A chatbot can hand you a statute. It cannot weigh tradeoffs, smell a poisoned plea, or anticipate how a witness will break under cross. It cannot stand between you and the state when the stakes are highest. When the stakes go up in the courtroom, outputs don’t stand — human lawyers do.
Clients who confuse artificial answers with real advocacy make the mistake game theory warns against: cooperating in a game where the other side will never reciprocate. ChatGPT cannot reciprocate.
That’s not a failure of technology. It’s not as if the bot decided not to reciprocate. It’s simply not able to do so. It’s not a part of its programming. The model pays no price for error. There is no future shadow casting itself back on your current chat session.
But human lawyers. They have what’s necessary for reciprocity. And they have skin in the game. At least, the good ones do. Not only do most lawyers hate to lose on principle, but good lawyers hate to lose their clients cause because of the consequences to those clients.
That’s just how we’re built. We are programmed for reciprocal relationships. We are programmed to have a stake.
Some of us are even programmed to drive it into the heart of the prosecution’s case.
The Cost of Artificial Law
The lesson is simple. People trust fluency and confidence. Machines supply both. Fluency plus confidence equals artificial law — persuasive, plausible, but with a great potential to be false. Persuasive enough to act on; false enough to harm.
A real live human lawyer will use the tool to frame questions, surface sources, sketch options. A real live human lawyer can do this because a real live human lawyer has spent years studying — and then more years gaining reflective experience on — how to frame questions, how to surface sources, and how to sketch options.
But when a real live human lawyer uses an AI tool, we don’t mistake it for law, and we don’t mistake it for counsel. We verify. Confirm. Cross-check. Answers are cheap; accountability is dear. We know the chatbot will never pay the price, nor mourn the mess it’s made.
When the system bears down, you won’t want artificial law at your side. You’ll want someone who can fight back, defect when defection is required, and carry the cost of being wrong. Tit-for-tat.
Not just words — a witness to your defense.
Justice doesn’t come from how confidently something is said. (Hell, the most ardent liars are often confident cops!) It comes from who will stand beside you when everything else is against you.
I’m not talking about confidence. Confidence is nice, but it’s not always available.
What I am talking about is courage.
That’s another thing chatbots lack.
Key Takeaways:
People trust confidence more than competence. Chatbots sound certain; lawyers sound cautious. Guess which one feels more convincing.
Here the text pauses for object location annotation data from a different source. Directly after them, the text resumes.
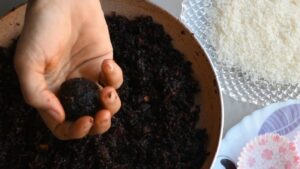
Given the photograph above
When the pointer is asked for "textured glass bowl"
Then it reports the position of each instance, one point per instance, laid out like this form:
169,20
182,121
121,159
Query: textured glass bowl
233,81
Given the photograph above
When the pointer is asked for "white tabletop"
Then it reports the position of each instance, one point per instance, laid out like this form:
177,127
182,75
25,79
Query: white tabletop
234,110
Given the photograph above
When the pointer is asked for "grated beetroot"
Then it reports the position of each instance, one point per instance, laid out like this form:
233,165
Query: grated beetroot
155,127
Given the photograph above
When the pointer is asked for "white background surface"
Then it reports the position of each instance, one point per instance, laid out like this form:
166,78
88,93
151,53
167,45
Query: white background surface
234,110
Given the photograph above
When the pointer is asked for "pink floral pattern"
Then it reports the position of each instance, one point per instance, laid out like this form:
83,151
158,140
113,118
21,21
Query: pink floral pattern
265,151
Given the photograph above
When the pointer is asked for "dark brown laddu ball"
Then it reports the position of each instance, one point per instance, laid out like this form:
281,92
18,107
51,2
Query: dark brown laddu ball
79,97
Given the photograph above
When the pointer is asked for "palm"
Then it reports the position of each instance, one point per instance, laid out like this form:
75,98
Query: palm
68,46
62,40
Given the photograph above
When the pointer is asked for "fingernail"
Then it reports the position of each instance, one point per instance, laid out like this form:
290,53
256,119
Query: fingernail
109,67
88,125
111,96
55,115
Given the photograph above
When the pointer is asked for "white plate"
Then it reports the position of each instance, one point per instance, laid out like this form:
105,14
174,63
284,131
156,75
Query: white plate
282,118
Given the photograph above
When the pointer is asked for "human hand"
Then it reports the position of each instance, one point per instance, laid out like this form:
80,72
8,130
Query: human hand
63,40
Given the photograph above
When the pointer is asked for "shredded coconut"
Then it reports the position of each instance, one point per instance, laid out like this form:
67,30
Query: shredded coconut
262,37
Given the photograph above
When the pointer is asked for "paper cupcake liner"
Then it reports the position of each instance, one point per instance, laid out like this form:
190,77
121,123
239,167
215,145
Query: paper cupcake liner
269,151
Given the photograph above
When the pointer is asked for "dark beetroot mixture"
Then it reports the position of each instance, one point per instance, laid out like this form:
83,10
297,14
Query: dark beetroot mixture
79,97
155,127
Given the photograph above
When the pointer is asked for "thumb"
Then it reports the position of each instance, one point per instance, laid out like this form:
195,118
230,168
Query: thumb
35,91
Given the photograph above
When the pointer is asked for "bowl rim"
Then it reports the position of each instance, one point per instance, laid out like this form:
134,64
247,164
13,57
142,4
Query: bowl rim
218,87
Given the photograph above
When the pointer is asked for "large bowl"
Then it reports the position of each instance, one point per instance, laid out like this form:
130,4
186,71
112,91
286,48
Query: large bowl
211,116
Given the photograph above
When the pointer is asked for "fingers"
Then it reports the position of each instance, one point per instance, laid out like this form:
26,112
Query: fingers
102,122
110,99
111,74
35,90
68,130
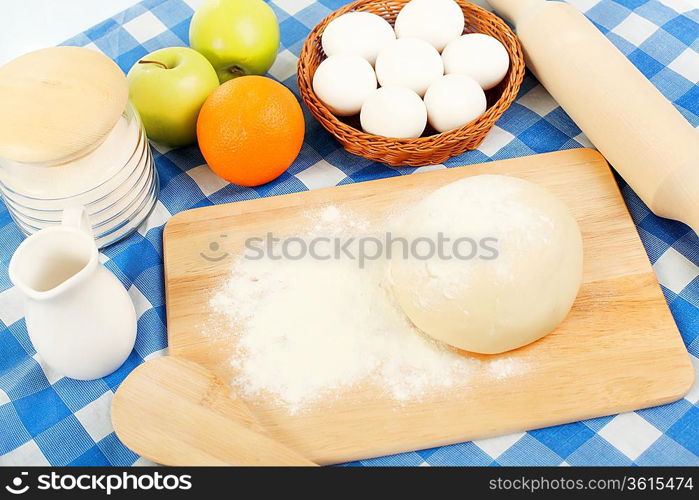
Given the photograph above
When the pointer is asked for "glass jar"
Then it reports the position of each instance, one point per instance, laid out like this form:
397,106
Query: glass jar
94,151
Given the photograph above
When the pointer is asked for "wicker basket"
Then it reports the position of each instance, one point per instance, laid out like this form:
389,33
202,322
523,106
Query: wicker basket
432,148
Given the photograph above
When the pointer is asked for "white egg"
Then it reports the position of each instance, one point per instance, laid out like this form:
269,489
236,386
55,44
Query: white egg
343,82
453,101
438,22
409,62
395,112
360,33
479,56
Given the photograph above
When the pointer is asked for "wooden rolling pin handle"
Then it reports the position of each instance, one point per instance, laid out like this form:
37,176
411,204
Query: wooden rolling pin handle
640,133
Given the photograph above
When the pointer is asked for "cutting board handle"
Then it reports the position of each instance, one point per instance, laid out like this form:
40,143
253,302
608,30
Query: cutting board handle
176,412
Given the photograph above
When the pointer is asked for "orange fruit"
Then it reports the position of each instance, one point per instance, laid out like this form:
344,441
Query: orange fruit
250,130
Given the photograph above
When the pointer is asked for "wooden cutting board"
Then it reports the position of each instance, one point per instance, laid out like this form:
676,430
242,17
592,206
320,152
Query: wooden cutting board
618,350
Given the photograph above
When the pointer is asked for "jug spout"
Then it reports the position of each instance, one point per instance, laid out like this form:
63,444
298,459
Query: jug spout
52,261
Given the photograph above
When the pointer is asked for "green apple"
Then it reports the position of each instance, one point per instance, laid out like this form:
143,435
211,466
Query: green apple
168,88
238,37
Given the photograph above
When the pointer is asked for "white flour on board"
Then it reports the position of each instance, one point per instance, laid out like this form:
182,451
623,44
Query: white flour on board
309,329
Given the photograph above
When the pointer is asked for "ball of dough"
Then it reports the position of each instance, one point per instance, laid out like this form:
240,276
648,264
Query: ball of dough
453,101
360,33
513,276
409,62
479,56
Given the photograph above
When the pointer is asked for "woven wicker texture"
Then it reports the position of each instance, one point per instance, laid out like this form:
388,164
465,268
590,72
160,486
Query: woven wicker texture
431,148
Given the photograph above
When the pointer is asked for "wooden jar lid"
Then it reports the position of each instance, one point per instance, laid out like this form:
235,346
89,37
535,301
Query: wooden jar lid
57,102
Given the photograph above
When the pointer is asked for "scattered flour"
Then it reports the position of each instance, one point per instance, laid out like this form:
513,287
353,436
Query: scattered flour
309,329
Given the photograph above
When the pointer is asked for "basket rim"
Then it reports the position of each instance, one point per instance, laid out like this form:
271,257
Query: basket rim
492,113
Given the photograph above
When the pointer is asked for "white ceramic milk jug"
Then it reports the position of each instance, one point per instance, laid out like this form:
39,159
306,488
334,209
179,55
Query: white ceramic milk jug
79,317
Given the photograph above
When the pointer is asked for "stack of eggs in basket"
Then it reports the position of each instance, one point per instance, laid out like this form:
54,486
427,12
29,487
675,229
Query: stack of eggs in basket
399,80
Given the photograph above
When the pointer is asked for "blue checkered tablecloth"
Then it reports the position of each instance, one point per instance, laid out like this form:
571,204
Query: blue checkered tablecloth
47,419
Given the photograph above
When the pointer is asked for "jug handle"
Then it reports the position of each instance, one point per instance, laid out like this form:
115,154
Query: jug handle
76,217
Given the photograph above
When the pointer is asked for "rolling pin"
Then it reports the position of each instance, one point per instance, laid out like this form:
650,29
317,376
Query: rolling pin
628,120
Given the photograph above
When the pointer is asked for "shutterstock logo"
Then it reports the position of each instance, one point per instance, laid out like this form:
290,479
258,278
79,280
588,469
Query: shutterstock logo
17,487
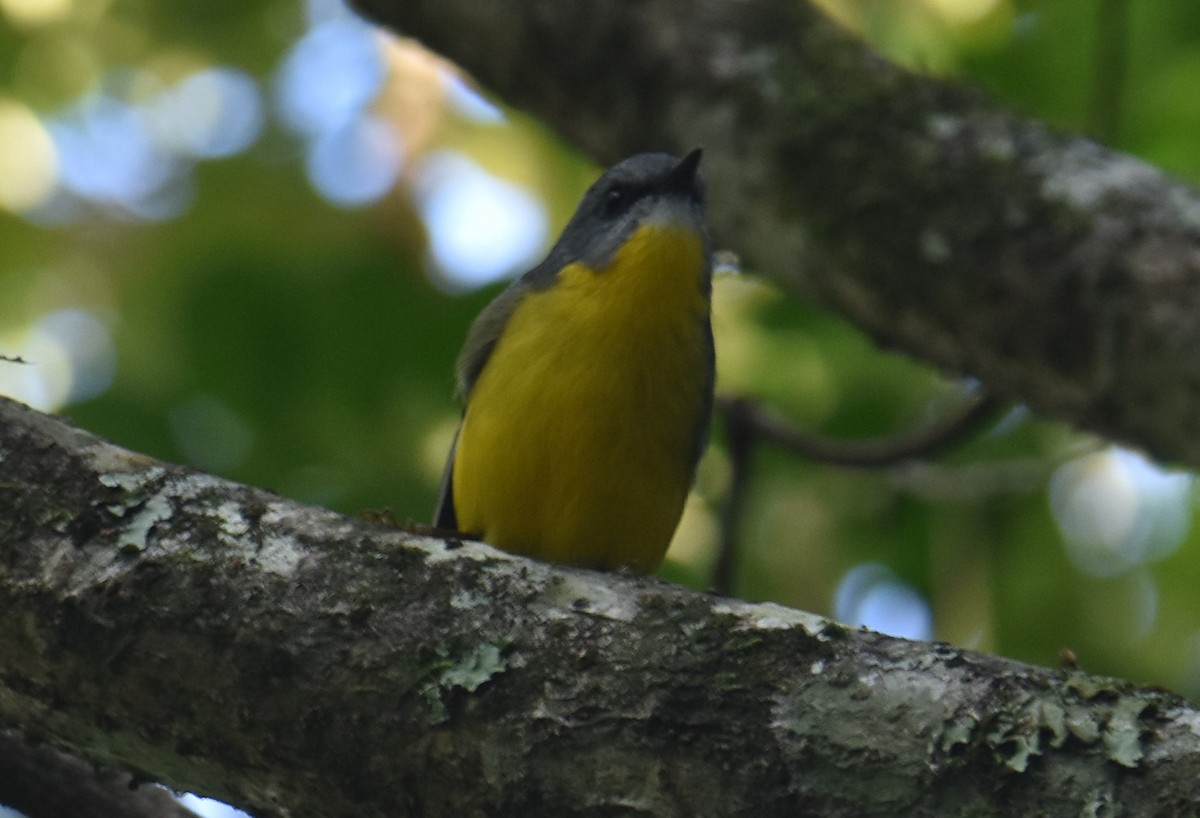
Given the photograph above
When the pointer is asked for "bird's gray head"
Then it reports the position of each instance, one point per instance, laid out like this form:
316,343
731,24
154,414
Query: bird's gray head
643,188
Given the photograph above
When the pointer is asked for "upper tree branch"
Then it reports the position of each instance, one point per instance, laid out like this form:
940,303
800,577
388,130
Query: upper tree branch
1062,274
228,642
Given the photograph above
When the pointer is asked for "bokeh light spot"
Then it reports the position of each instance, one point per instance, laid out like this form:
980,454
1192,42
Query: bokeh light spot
355,164
330,77
870,595
213,113
28,161
36,12
1116,510
208,807
480,227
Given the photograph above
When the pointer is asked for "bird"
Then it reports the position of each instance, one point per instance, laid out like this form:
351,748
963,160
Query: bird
587,384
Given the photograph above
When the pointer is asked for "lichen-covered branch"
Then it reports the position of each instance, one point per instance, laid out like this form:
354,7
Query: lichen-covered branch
226,641
1061,274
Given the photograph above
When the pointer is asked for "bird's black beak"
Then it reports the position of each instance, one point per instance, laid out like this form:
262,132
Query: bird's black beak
682,176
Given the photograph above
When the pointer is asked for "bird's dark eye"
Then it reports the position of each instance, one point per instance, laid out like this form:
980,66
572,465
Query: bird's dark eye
616,199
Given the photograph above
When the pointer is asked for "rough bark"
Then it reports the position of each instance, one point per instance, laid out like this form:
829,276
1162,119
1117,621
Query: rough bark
228,642
1060,272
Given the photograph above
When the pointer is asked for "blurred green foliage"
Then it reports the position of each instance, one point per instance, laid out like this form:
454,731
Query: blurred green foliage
281,341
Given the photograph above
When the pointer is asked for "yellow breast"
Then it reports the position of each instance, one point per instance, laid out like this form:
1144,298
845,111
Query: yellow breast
580,434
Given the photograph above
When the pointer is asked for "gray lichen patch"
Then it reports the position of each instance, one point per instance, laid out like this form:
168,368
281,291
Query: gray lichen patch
1032,725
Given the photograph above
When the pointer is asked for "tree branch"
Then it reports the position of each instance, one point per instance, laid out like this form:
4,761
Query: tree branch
1059,272
228,642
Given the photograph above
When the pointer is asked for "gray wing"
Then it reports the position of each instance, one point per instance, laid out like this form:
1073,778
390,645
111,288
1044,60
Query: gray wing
480,342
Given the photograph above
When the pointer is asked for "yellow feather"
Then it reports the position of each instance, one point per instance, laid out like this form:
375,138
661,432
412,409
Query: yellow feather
579,437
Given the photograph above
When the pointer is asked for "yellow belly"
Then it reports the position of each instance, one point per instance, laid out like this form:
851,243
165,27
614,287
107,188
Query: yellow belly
580,434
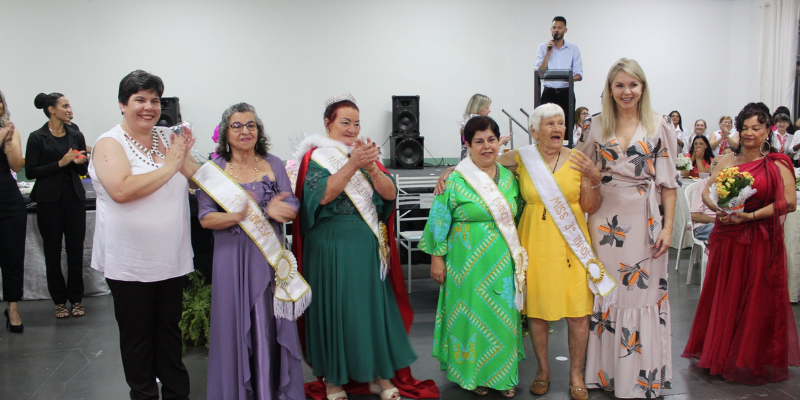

“Hallucination” isn’t the right word. What AI does is confabulate — weaving together words that feel true whether they are or not. That’s not a glitch; it’s how they work.
Humans confabulate, too. Memory isn’t a filing cabinet — it’s a storyteller. But when a witness does it, we cross-examine. When a machine does it, too many people just nod.
Trust is built on reciprocity. Game theory shows cooperation survives only when both sides share risk. AI doesn’t share risk. No consequences. No skin in the game.
The Constitution guarantees counsel, not chatbot answers. Counsel means judgment, loyalty, courage — the person who stands next to you when the stakes are high.
Fluency without accountability isn’t law. It’s just language. And language alone won’t keep you out of prison. Especially if it’s the wrong language.








My clients have been sharing the fruits of their AI law degree with increasing frequency. Do they know I charge them for every analysis of their research and then writing an email or memo telling them why the research is all wrong?!